Pre workout supplements are designed to give you nutrients to enhance your workout! Increased blood flow, better mental focus, enhanced muscle pumps and increased energy are just a couple of reasons why more people are using these formulas. Most of these pre workout formulas commonly include caffeine, creatine, select amino acids, and occasionally carbohydrates. Together these ingredients combine to help you push out more reps, support blood flow to the muscle, and greater endurance. Also by taking a serving of these pre workout supplement you can also support greater recovery after exercise, which means faster results.

What are some advantages and disadvantages?


• they include a combination of ingredients that give you the energy boost you need to get through intense training.

• these supplements reduce muscle breakdown and fatigue.

• they allow you to train harder and longer, which allows for greater muscle gains.


• these supplements contain caffeine and other energy boosting ingredients that may make you jittery.

• these supplements may have side effects like stomach upset, headaches, and trouble sleeping.

Why should I take a pre workout supplement?

As a person/trainer who takes a scoop of these 60% of the time, I’m not saying it is for everyone.

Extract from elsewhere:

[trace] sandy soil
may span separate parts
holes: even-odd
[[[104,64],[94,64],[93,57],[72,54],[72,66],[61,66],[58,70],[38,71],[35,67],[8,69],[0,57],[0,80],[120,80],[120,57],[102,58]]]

If you struggle getting to the gym after a long day at work and need an extra boost to get to the gym and get through your workout, then one of the things I would recommend would be a pre workout supplement. Or if you’re hitting the gym every other day with everything you have and still want and extra boost to help you muscle through that last rep or two, again I would recommend a pre workout. All in all, if you’re a person who wants to hit the gym with energy and vigor every time you walk through those doors, then this supplement is right up your alley.

How do I take pre workout supplements?

For starters there are two kinds these products – Stimulant and non-stimulant based. Stimulant pre’s are caffeine based which is great for those who find it hard to drag them selves to the gym or come to the gym with low energy. If you have issues like this a stimulant based serving would be great for you. The thing about taking a stimulant formula is that taking it long term will cause you to build up an immunity to the stimulant that’s making you tear the gym up like a caged animal. So what I would recommend is to take a stimulant based pre workout for a month, then cycle off and change to a non-stimulant based formula for a month. Now if you’re one of those people who always seems to have the energy but still want the nutrients, vitamins, minerals, amino acids, creatine, and all of the other perks of these supplement, I would recommend a non-stimulant product from the get go. These products are ideal for those who are sensitive to stimulants, do not want to use stimulants, or those who train late in the evening and need to sleep soon after a training session. When it comes to actually ingesting them, its best to read the directions to see how big of a serving size you need to take, also if you decide to go with a stimulant pre workout always be sure to take half a serving to assess tolerance to the stimulant. Also always be sure to read how long before a workout you should take your supplements because many have different time periods before they start to take effect, and I don’t want you to rip the steering wheel off in car because you took your pre workout way to early and it starts taking effect on the drive to the gym!!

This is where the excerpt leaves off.